In the UK revivals were widespread throughout the 1830’s. Evangelists like Robert Aitkin and William Haslam held highly successful missions. Brethrenism began during this period, restoring the doctrine of the church and the doctrine of the return of Christ. Its noticeable personalities were J. N. Darby and George Müller who pioneered orphanage work, evangelism and missionary enterprise. Another restoration movement was led by Edward Irving, who strongly believed in the restoration of spiritual gifts and apostolic ministries to the church.

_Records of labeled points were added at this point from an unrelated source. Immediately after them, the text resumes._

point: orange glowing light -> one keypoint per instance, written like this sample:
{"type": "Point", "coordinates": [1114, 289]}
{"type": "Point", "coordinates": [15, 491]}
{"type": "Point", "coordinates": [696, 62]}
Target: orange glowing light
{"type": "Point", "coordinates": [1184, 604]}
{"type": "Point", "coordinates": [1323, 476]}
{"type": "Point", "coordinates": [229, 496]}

John Elias, Christmas Evans and William Williams stormed Wales with their powerful preaching. Scotland also boasted some great revivalists like John and Horatius Bonar, the revival veteran, Thomas Chalmers, Robert Murray McCheyne, W. H. Burns and his son, William Chalmers Burns.
On the wider international front, there were local revivals in various parts of the world, particularly in Scandinavia, central Europe, South Africa, the Pacific Islands, India, Malabar, and Ceylon.
This awakening, which began in 1830 only lasted about 12 years ending around 1842. It should be noted that this revival period is often seen as one with the former period. There were a constant stream of spasmodic revivals from 1800-1820 which petered out through the next few years and then exploded from about 1830 onwards.
Some of the evangelists, like Asahel Nettleton, played a major role in both periods and some scholars, particularly Orr, refer to this revival time as a ‘resurgence.’ Nevertheless, because of the ‘new measures’ and anti-Calvinistic Arminianism of Charles Finney and the astounding influence of this man’s ministry it should be seen as quite a separate event.